Goals of this Module
Learn about the problems and possibilities of natural language analysis:
• What are the major issues?
• What are the major solutions?
• How well do they work?
• How do they work?
At the end you should:
• Agree that language is subtle and interesting!
• Feel some ownership over the algorithms
• Be able to assess NLP problems
• Know which solutions to apply when, and how
• Be able to read research papers in the field
Why is NLP difficult?
Computers are not brains
• There is evidence that much of language understanding is built into the human brain
Computers do not socialize
• Much of language is about communicating with people
Key problems:
• Representation of meaning
• Language presupposes knowledge about the world
• Language is ambiguous: a message can have many interpretations
• Language presupposes communication between people
2001: A Space Odyssey (1968)
Dave Bowman: “Open the pod bay doors, HAL”
HAL 9000: “I’m sorry Dave. I’m afraid I can’t do that.”
Hidden Structure
English plural pronunciation
• Toy + s toyz ; add z
• Book + s books ; add s
• Church + s churchiz ; add iz
• Box + s boxiz ; add iz
• Sheep + s sheep ; add nothing
What about new words?
• Bach + ‘s baXs ; why not baXiz?
Language subtleties
Adjective order and placement
• A big black dog
• A big black scary dog
• A big scary dog
• A scary big dog
A black big dog
Antonyms
• Which sizes go together?
• Big and little
• Big and small
• Large and small
Large and little
World Knowledge is subtle
He arrived at the lecture.
He chuckled at the lecture.
He arrived drunk.
He chuckled drunk.
He chuckled his way through the lecture.
He arrived his way through the lecture.
Words are ambiguous: multiple functions and meanings
I know that.
I know that block.
I know that blocks the sun.
I know that block blocks the sun.
How can a machine understand these differences?
• Get the cat with the gloves.
How can a machine understand these differences?
• Get the sock from the cat with the gloves.
• Get the glove from the cat with the socks.
How can a machine understand these differences?
• Decorate the cake with the frosting.
• Decorate the cake with the kids.
• Throw out the cake with the frosting.
• Throw out the cake with the kids.
News Headline Ambiguity
Iraqi Head Seeks Arms
Juvenile Court to Try Shooting Defendant
Teacher Strikes Idle Kids
Kids Make Nutritious Snacks
British Left Waffles on Falkland Islands
Red Tape Holds Up New Bridges
Bush Wins on Budget, but More Lies Ahead
Hospitals are Sued by 7 Foot Doctors
(Headlines leave out punctuation and function-words)

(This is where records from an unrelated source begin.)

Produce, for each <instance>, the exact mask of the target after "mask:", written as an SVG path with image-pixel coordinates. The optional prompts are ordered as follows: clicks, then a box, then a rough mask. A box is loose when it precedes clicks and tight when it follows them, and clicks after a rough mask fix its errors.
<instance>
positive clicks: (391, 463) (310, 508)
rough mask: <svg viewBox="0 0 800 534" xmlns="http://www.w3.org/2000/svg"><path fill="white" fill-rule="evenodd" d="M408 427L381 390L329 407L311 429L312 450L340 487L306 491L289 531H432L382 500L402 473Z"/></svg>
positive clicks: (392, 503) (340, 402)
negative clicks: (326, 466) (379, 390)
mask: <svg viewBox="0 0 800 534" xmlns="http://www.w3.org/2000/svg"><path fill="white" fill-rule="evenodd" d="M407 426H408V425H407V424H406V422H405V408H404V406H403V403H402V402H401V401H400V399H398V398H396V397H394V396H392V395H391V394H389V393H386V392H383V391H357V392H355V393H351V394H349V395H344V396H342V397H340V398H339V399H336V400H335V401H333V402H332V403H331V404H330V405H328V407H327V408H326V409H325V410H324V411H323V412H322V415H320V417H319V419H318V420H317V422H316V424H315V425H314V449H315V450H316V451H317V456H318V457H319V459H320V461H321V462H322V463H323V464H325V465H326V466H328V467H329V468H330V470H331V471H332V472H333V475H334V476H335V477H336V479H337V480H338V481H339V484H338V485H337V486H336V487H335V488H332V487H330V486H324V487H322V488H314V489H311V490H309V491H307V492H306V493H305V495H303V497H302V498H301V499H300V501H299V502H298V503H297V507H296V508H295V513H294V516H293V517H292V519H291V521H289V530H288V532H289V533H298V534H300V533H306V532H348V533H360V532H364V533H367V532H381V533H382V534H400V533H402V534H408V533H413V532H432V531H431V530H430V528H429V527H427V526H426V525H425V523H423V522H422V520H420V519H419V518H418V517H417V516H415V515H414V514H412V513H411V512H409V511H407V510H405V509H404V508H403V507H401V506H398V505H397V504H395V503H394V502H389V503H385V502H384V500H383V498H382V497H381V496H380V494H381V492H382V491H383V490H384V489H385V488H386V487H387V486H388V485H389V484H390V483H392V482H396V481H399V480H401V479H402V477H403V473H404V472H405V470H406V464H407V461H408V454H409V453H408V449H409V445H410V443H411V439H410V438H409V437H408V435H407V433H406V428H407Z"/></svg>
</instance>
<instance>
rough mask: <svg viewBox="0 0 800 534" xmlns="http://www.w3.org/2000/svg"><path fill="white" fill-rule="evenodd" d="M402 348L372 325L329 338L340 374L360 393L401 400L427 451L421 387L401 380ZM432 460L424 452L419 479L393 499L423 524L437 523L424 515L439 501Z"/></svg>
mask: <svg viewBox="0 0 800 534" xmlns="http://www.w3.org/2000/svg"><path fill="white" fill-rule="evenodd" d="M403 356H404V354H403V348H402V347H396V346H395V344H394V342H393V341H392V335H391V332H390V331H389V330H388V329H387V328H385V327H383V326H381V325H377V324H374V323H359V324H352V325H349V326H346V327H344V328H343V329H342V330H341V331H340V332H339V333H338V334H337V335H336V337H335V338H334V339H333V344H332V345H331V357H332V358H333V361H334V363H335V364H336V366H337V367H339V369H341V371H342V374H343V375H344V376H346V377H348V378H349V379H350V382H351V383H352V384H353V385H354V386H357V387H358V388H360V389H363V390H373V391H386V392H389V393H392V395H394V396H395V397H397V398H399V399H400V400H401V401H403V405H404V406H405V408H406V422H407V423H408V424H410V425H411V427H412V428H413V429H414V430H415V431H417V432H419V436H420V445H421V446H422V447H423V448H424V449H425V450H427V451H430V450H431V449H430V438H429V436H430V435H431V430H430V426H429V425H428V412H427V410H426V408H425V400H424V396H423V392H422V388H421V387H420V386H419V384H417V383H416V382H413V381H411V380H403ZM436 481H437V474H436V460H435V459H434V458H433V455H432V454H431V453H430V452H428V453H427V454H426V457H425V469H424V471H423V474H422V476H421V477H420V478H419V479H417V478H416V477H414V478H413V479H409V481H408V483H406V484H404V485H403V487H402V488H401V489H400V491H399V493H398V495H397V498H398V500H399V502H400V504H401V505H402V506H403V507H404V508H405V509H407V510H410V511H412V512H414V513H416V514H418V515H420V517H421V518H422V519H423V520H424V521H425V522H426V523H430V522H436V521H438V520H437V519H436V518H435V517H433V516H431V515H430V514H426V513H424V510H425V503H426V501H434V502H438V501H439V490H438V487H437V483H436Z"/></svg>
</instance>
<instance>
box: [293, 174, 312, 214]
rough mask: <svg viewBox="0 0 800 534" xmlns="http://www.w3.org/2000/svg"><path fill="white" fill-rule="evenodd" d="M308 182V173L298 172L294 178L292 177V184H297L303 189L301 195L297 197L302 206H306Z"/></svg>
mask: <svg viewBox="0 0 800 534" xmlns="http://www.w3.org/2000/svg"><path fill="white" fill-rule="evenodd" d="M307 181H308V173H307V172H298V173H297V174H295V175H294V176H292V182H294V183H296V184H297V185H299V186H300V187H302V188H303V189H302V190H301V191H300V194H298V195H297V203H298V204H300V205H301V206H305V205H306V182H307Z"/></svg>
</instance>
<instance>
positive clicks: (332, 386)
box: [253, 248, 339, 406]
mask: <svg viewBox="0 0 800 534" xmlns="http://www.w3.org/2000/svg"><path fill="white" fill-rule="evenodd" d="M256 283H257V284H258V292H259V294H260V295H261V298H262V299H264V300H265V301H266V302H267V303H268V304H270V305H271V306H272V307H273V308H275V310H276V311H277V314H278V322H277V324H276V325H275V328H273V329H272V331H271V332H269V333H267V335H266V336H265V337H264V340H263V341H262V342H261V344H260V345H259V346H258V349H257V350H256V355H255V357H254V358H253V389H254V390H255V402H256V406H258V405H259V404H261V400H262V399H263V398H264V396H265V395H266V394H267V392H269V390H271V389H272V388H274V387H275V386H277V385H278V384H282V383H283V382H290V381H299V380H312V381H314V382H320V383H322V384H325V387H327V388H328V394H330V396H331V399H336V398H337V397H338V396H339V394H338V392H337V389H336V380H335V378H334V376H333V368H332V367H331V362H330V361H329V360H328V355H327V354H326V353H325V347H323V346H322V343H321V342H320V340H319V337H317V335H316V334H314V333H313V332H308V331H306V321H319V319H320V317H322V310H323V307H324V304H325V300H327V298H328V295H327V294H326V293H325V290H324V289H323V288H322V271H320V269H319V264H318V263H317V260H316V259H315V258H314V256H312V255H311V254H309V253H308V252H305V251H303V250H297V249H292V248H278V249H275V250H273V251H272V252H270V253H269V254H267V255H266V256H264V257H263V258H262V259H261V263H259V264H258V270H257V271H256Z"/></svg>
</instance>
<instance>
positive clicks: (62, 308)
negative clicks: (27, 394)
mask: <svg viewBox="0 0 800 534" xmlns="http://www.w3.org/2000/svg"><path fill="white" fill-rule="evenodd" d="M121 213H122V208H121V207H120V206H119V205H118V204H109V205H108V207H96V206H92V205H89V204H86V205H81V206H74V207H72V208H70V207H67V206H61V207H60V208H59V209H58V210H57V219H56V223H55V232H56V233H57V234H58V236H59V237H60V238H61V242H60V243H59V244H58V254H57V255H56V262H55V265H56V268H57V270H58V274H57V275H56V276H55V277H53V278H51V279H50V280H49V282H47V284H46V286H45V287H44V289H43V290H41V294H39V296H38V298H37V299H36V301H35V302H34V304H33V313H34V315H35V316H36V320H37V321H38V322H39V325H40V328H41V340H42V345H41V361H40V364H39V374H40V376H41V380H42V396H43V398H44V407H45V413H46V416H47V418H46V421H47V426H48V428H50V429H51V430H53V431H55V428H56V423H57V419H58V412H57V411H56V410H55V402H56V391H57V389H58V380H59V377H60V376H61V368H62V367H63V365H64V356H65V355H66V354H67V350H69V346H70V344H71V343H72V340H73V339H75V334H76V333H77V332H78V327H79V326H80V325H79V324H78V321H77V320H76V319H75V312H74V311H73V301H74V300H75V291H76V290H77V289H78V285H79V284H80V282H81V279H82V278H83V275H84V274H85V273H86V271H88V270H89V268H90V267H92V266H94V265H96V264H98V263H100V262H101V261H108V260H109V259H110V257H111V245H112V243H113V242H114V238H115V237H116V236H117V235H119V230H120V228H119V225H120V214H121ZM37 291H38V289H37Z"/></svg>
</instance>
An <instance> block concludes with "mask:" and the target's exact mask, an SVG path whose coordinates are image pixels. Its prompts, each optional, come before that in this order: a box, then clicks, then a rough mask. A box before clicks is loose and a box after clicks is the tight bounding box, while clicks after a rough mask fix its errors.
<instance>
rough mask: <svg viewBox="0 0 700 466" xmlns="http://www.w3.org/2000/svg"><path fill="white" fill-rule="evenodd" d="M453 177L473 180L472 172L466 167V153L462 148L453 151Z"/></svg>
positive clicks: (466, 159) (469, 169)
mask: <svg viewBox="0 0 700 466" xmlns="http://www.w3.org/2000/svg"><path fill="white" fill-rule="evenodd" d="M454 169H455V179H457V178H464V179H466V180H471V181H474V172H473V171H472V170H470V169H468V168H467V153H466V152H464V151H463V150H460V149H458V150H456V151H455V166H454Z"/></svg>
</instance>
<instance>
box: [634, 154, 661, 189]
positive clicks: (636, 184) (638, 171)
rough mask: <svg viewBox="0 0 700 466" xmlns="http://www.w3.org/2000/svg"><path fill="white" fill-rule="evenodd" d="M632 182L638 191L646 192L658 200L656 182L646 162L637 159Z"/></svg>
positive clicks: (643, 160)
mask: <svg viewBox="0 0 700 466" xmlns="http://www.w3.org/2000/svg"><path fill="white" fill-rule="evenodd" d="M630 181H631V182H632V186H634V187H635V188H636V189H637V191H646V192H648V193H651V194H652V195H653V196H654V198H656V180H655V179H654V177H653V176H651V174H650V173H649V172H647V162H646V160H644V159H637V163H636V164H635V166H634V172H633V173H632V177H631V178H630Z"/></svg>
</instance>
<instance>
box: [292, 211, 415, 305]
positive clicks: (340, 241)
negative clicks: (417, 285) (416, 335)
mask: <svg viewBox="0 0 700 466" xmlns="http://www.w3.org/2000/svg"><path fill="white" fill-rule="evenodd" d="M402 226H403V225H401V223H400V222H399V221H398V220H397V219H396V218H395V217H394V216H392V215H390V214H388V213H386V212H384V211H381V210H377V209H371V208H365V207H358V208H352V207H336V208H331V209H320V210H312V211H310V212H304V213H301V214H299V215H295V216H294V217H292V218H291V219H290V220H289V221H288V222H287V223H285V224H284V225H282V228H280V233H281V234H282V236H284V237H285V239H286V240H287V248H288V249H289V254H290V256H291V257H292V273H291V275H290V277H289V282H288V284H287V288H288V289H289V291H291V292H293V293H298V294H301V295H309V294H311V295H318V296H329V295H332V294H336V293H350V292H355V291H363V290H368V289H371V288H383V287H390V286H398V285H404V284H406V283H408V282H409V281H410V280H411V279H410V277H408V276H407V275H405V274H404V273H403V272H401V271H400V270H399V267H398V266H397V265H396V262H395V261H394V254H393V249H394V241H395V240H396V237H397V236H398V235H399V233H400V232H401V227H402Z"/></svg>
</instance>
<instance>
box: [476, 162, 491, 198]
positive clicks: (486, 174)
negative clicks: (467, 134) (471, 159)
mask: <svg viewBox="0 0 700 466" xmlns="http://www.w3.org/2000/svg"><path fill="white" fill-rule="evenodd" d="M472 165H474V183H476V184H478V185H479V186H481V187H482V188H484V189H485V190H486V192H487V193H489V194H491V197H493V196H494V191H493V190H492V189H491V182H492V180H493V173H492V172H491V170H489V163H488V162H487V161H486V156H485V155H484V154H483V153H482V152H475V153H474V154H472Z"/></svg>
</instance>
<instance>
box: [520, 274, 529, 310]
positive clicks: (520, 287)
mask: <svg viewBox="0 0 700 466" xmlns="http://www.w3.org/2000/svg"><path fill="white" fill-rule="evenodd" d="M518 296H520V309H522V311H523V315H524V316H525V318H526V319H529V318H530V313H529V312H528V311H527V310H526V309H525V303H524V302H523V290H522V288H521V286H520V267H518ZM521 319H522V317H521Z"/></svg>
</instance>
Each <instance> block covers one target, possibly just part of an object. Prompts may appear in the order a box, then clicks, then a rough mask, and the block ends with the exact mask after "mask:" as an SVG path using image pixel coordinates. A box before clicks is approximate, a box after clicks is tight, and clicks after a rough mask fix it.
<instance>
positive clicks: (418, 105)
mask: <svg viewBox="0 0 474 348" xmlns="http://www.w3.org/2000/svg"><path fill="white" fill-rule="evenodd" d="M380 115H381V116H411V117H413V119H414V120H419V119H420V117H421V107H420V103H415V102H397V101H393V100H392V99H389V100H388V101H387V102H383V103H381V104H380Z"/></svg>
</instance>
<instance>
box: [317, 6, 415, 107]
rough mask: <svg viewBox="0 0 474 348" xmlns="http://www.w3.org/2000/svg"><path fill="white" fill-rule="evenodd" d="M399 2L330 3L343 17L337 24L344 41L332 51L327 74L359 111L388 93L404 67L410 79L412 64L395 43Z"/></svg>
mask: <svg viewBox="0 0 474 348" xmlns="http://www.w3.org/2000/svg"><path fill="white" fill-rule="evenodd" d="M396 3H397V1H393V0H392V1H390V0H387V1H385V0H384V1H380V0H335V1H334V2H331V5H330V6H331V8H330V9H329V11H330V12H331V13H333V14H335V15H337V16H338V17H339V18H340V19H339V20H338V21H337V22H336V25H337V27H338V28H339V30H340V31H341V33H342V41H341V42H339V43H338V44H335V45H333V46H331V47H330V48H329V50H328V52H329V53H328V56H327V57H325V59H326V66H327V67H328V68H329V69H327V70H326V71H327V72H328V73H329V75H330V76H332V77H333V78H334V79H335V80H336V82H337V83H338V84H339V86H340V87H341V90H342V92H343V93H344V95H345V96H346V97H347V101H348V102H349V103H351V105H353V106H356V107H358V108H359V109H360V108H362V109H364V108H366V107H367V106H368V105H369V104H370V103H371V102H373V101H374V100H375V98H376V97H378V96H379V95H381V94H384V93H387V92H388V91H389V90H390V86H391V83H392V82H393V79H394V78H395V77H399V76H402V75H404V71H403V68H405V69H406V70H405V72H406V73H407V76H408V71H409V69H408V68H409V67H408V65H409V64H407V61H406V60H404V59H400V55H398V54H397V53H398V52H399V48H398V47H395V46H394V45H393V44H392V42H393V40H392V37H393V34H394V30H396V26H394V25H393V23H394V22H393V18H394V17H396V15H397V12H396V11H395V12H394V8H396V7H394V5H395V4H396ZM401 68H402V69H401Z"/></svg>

Lynne Truss, 2003. Eats shoots and leaves:
The Zero Tolerance Approach to Punctuation
The Role of Memorization
Children learn words quickly
• Around age two they learn about 1 word every 2 hours.
• (Or 9 words/day)
• Often only need one exposure to associate meaning with word
• Can make mistakes, e.g., overgeneralization
“I goed to the store.”
• Exactly how they do this is still under study
Adult vocabulary
• Typical adult: about 60,000 words
• Literate adults: about twice that.
The Role of Memorization
Dogs can do word association too!
• Rico, a border collie in Germany
• Knows the names of each of 100 toys
• Can retrieve items called out to him with over 90% accuracy.
• Can also learn and remember the names of unfamiliar toys after just one encounter, putting him on a par with a three-year-old child.